I heard the Missa Solemnis on the radio last year and I thought it was good music. I don't know what Beethoven's cantatas, other masses, oratorio, choral fantasia, or "Calm sea and prosperous voyage" sound like. They should be worth exploring.


----------



## Rod Corkin (Jun 1, 2007)

Explorer-8 said:


> I heard the Missa Solemnis on the radio last year and I thought it was good music. I don't know what Beethoven's cantatas, other masses, oratorio, choral fantasia, or "Calm sea and prosperous voyage" sound like. They should be worth exploring.


Good Music? GOOD MUSIC?? There's nothing better than the Missa Solemnis!

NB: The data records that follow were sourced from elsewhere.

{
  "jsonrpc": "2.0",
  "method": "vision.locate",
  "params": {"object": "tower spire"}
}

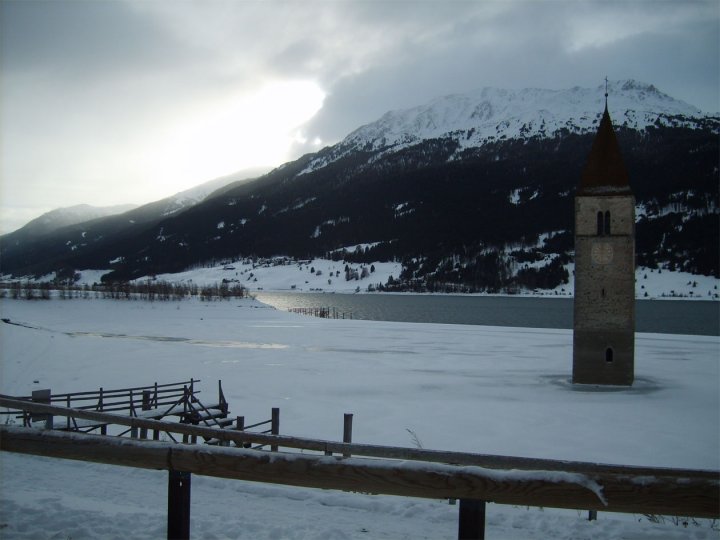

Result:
[605,75,607,111]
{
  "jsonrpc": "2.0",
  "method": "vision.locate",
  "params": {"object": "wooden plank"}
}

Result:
[0,426,720,518]
[0,397,720,480]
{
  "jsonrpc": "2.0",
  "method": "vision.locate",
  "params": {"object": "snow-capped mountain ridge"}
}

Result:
[15,204,137,235]
[303,80,720,173]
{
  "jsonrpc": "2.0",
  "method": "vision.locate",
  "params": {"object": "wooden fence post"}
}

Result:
[30,388,53,429]
[97,386,107,435]
[458,499,485,540]
[343,413,352,457]
[168,469,191,540]
[140,390,152,439]
[270,407,280,452]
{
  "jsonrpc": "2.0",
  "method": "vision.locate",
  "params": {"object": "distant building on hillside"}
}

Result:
[572,94,635,386]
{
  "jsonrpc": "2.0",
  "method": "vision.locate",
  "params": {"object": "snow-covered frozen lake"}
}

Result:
[0,299,720,540]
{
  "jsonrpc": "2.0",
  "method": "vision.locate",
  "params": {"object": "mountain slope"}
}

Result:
[15,204,137,238]
[0,169,264,276]
[2,81,720,290]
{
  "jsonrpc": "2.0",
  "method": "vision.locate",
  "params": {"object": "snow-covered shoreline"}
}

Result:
[14,258,720,301]
[0,299,720,539]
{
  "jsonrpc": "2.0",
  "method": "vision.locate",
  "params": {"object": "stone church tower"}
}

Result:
[573,101,635,386]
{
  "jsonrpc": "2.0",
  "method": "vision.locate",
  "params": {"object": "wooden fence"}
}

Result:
[0,398,720,538]
[288,307,353,319]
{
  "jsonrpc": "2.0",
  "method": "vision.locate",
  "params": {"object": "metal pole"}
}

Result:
[168,470,190,540]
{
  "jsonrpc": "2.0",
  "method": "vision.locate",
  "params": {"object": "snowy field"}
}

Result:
[0,299,720,540]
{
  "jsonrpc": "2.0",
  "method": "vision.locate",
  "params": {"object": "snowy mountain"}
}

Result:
[303,80,707,172]
[13,204,137,236]
[157,168,268,216]
[0,81,720,292]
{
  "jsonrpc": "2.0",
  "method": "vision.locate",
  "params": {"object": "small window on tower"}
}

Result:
[603,210,610,235]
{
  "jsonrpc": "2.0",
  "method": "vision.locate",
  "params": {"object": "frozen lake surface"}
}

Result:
[0,299,720,540]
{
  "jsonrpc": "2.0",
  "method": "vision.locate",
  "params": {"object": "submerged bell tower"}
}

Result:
[572,91,635,386]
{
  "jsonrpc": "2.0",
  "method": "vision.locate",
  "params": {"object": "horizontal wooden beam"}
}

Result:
[0,397,720,481]
[0,426,720,518]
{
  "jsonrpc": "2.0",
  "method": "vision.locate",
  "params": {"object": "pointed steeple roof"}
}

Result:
[577,102,632,195]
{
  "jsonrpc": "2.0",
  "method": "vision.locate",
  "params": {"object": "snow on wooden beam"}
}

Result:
[0,426,720,518]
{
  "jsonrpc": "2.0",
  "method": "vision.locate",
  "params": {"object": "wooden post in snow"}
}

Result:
[343,413,352,457]
[167,469,191,540]
[458,499,485,540]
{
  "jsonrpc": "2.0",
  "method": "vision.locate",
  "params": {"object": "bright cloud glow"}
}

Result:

For the record I can recommend any vocal piece by Beethoven, certainly those you mention, though these are relatively small in number as a whole. The cantatas consist only of the 'Joseph' and 'Leopold' - really a double cantata, and also 'The Glorious Moment' - a proto-late period piece with some great numbers and a barn-storming finale. Very few recordings of this last piece however. Also is the Mass in C, slowly coming out from under the Missa's shadow at long last.


----------



## opus67 (Jan 30, 2007)

The Choral Fantasia is a joyful piece. I have not heard any other choral piece by Beethoven, apart from the 9th symphony of course.


----------



## gabby (Nov 14, 2010)

*Music Form and Analysis*

Hello Anyone;

i need help with the analysis of classical compositions. Can anyone help me?

Thank you,

Gabby


----------



## Genoveva (Nov 9, 2010)

gabby said:


> Hello Anyone;
> 
> i need help with the analysis of classical compositions. Can anyone help me?
> 
> ...


You have chosen a very old and seemingly irrelevant thread to post your request in. Can you clarify what you mean? Which compositions are you talking about and what kind of analysis are you seeking?


----------